- Born: 4 April 1968 (age 58) Dakar, Senegal
- Occupation: Photographer
- Website: jeanphilippepiter.com

= Jean Philippe Piter =

French photographer

Jean Philippe Piter (born 4 April 1968) is a Senegalese-born French photographer, known for his fine-art nudes. Alongside his work as a photographer, he is also the founder and art director of the magazine Pure St Barth, which was first published in 2003.

== Biography ==
Jean Philippe Piter was born on 4 April 1968 in Dakar, Senegal. At the age of 16, he left Dakar and moved to France where he began his studies in photography. He was assistant to many known photographers in the industry, including Michel Comte, Jacques Durand and Yann Arthus-Bertrand.

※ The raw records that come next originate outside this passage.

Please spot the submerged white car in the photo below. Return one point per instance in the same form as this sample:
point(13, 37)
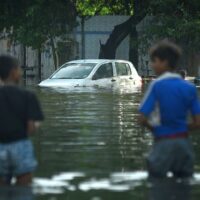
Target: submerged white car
point(98, 73)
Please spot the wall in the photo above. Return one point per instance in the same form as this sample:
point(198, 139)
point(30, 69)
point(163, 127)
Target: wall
point(98, 28)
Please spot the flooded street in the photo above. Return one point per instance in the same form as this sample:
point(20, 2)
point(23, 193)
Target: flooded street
point(91, 147)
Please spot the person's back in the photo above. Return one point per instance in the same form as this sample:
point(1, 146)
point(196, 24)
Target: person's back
point(164, 110)
point(20, 110)
point(16, 105)
point(174, 98)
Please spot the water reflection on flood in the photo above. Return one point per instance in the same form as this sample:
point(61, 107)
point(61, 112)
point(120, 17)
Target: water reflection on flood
point(91, 148)
point(16, 193)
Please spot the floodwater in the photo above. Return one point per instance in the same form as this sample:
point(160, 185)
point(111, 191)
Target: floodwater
point(90, 147)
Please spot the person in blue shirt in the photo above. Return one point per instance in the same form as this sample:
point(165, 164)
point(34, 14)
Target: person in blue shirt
point(165, 109)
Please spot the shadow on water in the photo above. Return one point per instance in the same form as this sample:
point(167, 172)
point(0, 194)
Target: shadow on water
point(91, 147)
point(169, 189)
point(16, 193)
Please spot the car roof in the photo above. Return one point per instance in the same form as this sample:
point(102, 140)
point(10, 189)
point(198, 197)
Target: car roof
point(97, 61)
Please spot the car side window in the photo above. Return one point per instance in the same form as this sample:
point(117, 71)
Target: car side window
point(104, 71)
point(123, 69)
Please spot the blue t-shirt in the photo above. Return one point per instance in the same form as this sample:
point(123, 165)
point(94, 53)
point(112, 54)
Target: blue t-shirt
point(167, 104)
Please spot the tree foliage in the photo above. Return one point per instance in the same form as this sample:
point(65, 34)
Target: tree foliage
point(178, 20)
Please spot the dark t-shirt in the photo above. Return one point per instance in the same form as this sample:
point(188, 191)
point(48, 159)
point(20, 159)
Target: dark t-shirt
point(17, 107)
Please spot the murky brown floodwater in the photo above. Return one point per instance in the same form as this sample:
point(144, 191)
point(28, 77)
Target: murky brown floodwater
point(91, 148)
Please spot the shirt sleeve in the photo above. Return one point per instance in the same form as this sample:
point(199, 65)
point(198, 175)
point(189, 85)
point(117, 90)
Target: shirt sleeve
point(34, 109)
point(195, 105)
point(149, 101)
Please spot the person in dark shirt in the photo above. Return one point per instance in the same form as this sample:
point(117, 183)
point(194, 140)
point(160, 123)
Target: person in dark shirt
point(20, 114)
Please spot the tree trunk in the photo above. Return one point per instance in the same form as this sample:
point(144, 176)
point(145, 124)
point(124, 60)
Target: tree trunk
point(133, 53)
point(24, 64)
point(120, 32)
point(83, 37)
point(55, 53)
point(39, 65)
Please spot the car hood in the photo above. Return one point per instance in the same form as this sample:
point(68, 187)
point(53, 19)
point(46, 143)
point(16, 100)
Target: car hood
point(62, 83)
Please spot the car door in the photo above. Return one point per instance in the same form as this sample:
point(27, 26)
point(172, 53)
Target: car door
point(124, 73)
point(104, 76)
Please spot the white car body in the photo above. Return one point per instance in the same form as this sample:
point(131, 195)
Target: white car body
point(116, 80)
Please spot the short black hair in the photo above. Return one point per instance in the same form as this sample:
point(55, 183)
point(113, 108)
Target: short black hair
point(166, 50)
point(7, 64)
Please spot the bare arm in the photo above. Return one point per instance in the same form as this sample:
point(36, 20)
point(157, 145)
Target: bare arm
point(195, 124)
point(144, 122)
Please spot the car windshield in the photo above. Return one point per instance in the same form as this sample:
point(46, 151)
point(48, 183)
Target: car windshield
point(74, 71)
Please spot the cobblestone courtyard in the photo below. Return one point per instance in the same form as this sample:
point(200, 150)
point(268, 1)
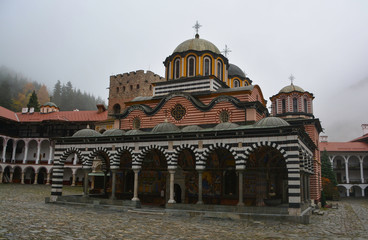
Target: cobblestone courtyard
point(24, 215)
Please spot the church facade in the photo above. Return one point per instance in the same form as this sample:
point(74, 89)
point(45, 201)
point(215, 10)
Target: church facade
point(200, 136)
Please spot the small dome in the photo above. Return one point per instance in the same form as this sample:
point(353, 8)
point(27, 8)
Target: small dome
point(196, 44)
point(134, 132)
point(87, 133)
point(271, 122)
point(225, 125)
point(191, 128)
point(165, 127)
point(291, 88)
point(235, 71)
point(113, 132)
point(49, 104)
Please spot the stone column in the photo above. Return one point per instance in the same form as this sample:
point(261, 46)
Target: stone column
point(51, 153)
point(25, 152)
point(38, 152)
point(172, 178)
point(75, 159)
point(361, 170)
point(113, 182)
point(135, 197)
point(200, 201)
point(85, 185)
point(240, 176)
point(5, 142)
point(14, 150)
point(36, 177)
point(22, 178)
point(346, 169)
point(11, 177)
point(73, 180)
point(48, 179)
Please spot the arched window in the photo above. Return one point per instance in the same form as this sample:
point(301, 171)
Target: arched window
point(305, 105)
point(236, 83)
point(177, 68)
point(207, 66)
point(295, 105)
point(191, 66)
point(116, 108)
point(219, 70)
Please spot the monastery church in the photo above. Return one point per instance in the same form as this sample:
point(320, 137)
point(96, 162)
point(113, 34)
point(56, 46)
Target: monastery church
point(198, 137)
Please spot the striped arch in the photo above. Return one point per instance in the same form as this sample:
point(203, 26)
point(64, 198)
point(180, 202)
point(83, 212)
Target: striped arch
point(144, 152)
point(115, 162)
point(95, 153)
point(211, 148)
point(178, 150)
point(257, 145)
point(67, 153)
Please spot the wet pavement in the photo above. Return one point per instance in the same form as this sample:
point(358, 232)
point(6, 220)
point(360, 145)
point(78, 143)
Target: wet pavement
point(24, 215)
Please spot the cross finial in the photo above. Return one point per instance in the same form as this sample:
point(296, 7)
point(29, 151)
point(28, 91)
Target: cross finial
point(226, 51)
point(197, 26)
point(291, 79)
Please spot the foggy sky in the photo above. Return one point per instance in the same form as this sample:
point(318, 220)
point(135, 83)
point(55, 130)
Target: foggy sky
point(324, 44)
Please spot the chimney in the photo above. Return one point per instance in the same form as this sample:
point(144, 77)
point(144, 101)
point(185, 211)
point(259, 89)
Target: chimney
point(100, 108)
point(323, 138)
point(365, 129)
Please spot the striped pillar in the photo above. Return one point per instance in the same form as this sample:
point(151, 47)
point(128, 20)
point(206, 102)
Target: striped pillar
point(294, 182)
point(57, 179)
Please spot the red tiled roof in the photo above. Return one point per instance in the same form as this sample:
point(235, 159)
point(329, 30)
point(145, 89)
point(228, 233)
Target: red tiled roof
point(343, 146)
point(363, 138)
point(70, 116)
point(7, 114)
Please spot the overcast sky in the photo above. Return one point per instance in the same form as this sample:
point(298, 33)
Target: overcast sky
point(324, 44)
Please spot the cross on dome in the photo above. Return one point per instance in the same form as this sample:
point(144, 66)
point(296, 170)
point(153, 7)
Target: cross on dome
point(291, 79)
point(226, 51)
point(197, 26)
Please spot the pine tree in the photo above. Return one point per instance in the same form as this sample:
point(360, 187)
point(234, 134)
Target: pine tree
point(33, 102)
point(327, 170)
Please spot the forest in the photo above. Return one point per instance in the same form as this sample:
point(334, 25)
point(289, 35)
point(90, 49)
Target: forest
point(17, 92)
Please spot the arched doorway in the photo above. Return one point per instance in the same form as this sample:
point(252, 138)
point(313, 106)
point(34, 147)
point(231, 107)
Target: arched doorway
point(187, 177)
point(152, 178)
point(100, 175)
point(125, 177)
point(29, 175)
point(266, 178)
point(6, 175)
point(42, 176)
point(219, 179)
point(17, 175)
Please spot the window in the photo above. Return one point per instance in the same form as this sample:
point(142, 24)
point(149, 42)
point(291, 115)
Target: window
point(136, 123)
point(305, 105)
point(207, 66)
point(177, 68)
point(236, 83)
point(295, 105)
point(219, 70)
point(191, 66)
point(224, 116)
point(178, 112)
point(116, 109)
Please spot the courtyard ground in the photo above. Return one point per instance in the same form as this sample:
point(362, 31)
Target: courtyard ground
point(24, 215)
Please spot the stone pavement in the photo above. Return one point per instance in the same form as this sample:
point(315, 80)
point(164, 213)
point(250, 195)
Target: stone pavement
point(24, 215)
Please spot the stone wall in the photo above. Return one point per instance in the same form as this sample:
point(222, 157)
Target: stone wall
point(127, 86)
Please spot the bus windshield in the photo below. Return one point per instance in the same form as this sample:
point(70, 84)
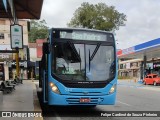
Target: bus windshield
point(83, 61)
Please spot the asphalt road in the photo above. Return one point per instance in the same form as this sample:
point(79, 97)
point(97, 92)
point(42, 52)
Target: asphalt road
point(130, 97)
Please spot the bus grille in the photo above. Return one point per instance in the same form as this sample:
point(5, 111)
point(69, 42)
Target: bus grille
point(85, 93)
point(76, 100)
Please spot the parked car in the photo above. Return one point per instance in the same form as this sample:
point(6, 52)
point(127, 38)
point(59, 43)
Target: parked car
point(151, 79)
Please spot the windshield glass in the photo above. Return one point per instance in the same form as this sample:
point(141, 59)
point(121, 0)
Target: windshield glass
point(83, 62)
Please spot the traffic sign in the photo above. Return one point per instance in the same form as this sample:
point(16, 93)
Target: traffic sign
point(16, 36)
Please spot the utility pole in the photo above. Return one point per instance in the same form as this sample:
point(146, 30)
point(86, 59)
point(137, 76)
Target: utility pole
point(17, 62)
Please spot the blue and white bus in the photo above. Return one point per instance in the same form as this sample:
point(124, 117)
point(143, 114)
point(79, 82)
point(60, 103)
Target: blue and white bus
point(79, 67)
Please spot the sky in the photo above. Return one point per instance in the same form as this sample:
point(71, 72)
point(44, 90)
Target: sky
point(142, 25)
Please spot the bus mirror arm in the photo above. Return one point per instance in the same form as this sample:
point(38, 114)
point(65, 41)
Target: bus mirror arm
point(46, 48)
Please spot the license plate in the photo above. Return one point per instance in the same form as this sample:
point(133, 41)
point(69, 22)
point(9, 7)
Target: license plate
point(84, 100)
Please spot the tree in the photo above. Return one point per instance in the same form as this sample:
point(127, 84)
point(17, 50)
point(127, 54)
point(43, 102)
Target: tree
point(98, 16)
point(38, 30)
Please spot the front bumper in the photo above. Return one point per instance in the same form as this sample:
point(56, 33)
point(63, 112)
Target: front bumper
point(56, 99)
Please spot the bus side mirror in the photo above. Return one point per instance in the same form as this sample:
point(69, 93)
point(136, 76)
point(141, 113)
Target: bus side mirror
point(46, 48)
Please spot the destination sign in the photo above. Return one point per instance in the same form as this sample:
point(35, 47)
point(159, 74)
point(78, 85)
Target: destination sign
point(85, 35)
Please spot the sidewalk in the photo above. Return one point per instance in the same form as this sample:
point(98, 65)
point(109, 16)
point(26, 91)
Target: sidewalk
point(24, 98)
point(137, 84)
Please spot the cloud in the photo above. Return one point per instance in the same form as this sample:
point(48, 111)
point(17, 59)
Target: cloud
point(143, 18)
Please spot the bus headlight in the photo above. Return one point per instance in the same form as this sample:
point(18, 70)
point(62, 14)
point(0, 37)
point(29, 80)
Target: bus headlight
point(113, 88)
point(54, 88)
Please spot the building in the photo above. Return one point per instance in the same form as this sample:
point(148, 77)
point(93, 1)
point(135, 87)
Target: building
point(146, 57)
point(130, 68)
point(7, 60)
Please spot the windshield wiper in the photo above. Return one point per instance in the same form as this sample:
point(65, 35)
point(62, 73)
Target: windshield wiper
point(76, 57)
point(93, 54)
point(95, 51)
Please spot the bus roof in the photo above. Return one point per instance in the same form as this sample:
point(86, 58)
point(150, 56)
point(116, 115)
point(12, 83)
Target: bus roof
point(83, 29)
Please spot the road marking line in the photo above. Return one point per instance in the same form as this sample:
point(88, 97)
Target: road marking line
point(124, 103)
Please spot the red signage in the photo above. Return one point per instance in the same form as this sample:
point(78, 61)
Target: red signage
point(39, 43)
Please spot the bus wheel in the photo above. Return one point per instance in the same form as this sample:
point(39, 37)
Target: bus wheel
point(155, 84)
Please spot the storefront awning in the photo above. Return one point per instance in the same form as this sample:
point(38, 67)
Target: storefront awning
point(24, 9)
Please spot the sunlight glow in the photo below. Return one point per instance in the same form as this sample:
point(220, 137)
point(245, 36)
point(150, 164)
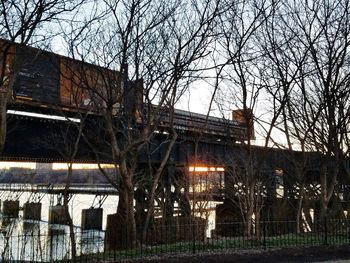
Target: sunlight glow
point(9, 165)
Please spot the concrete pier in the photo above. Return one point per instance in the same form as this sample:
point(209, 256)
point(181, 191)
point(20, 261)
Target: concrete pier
point(32, 211)
point(91, 219)
point(10, 208)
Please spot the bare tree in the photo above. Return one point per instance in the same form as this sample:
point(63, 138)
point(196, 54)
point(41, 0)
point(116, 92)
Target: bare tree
point(242, 85)
point(317, 113)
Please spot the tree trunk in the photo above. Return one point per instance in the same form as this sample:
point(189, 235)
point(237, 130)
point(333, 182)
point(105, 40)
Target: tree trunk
point(299, 207)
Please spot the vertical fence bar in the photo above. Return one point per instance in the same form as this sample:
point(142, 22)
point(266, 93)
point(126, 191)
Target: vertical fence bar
point(325, 230)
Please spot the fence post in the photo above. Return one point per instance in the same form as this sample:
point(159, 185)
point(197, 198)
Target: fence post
point(325, 229)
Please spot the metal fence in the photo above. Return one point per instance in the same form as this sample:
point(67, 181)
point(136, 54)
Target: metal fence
point(33, 244)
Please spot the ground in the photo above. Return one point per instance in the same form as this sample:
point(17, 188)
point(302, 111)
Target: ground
point(311, 254)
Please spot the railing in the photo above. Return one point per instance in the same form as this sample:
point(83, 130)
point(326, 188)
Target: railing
point(54, 244)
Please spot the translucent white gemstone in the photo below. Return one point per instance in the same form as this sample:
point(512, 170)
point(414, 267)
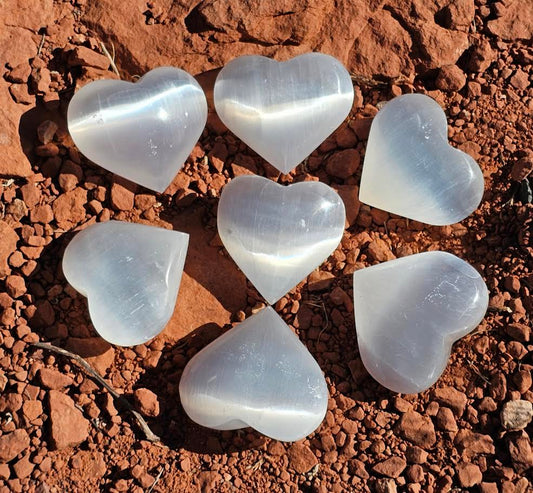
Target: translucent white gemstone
point(257, 374)
point(143, 131)
point(411, 170)
point(276, 234)
point(130, 274)
point(409, 312)
point(283, 110)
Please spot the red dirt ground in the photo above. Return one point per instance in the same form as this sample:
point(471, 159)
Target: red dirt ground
point(61, 432)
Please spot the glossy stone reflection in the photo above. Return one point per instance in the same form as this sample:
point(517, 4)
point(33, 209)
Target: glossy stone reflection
point(257, 374)
point(411, 170)
point(277, 235)
point(409, 312)
point(283, 110)
point(130, 274)
point(143, 131)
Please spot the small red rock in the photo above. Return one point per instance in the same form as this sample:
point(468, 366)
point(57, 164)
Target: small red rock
point(379, 250)
point(32, 409)
point(8, 244)
point(12, 444)
point(98, 353)
point(122, 195)
point(86, 57)
point(46, 131)
point(452, 398)
point(23, 468)
point(521, 453)
point(450, 78)
point(54, 380)
point(392, 467)
point(301, 458)
point(69, 208)
point(468, 474)
point(417, 429)
point(343, 164)
point(445, 420)
point(68, 427)
point(522, 168)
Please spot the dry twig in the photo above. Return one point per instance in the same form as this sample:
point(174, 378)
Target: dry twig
point(148, 433)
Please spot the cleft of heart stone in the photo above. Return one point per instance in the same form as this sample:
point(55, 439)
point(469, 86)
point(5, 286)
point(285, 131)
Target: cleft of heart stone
point(142, 131)
point(278, 234)
point(130, 274)
point(257, 374)
point(283, 110)
point(411, 170)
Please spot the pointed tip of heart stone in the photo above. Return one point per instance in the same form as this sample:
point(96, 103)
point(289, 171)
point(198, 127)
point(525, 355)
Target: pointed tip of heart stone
point(411, 170)
point(409, 312)
point(257, 374)
point(278, 234)
point(283, 110)
point(130, 274)
point(142, 131)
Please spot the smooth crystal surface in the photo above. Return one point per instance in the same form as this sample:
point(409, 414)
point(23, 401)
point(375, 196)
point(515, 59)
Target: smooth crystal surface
point(142, 131)
point(283, 110)
point(130, 274)
point(409, 312)
point(257, 374)
point(411, 170)
point(278, 234)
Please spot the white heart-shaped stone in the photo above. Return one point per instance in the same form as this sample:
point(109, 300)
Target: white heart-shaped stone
point(130, 274)
point(142, 131)
point(257, 374)
point(411, 170)
point(409, 312)
point(283, 110)
point(276, 234)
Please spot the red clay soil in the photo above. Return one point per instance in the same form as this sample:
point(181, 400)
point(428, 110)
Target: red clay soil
point(60, 431)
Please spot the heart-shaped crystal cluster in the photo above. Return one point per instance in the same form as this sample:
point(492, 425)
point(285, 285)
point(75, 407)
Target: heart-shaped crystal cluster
point(408, 312)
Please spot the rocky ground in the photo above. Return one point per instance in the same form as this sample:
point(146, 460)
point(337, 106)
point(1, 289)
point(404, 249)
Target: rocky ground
point(60, 431)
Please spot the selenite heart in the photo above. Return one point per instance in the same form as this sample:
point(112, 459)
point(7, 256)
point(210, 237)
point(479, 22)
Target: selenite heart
point(257, 374)
point(409, 312)
point(283, 110)
point(411, 170)
point(130, 274)
point(277, 235)
point(142, 131)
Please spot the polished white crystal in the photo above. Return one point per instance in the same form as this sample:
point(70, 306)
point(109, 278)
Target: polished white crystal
point(130, 274)
point(411, 170)
point(409, 312)
point(283, 110)
point(257, 374)
point(142, 131)
point(276, 234)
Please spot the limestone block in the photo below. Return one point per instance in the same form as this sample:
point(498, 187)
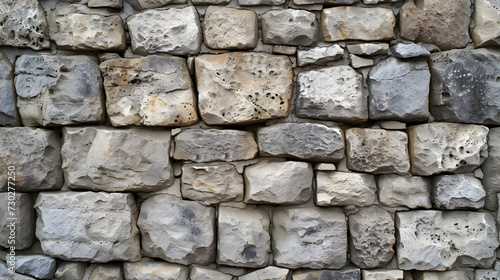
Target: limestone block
point(173, 31)
point(356, 23)
point(308, 141)
point(243, 87)
point(229, 28)
point(335, 188)
point(377, 151)
point(97, 227)
point(444, 23)
point(332, 93)
point(92, 159)
point(447, 147)
point(399, 90)
point(310, 237)
point(435, 240)
point(59, 90)
point(152, 90)
point(177, 230)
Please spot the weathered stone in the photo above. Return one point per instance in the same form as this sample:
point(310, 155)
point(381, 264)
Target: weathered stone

His work has appeared in publications, including Architectural Digest, CitizenK, Vanity Fair, W, Photo, Numéro, and British Vogue and has shot advertising campaigns for Google Glass and Audemars Piguet.

Piter's work has been published in several books, including The Eye of St Barth, Liaigre 2 (Flammarion), Liaigre 3 (Flammarion), Living in Delphi (Assouline), The Eye of Saint-Barth (Pure).

He is represented by Space Gallery St Barth where his fine-art photography is showcased and sold.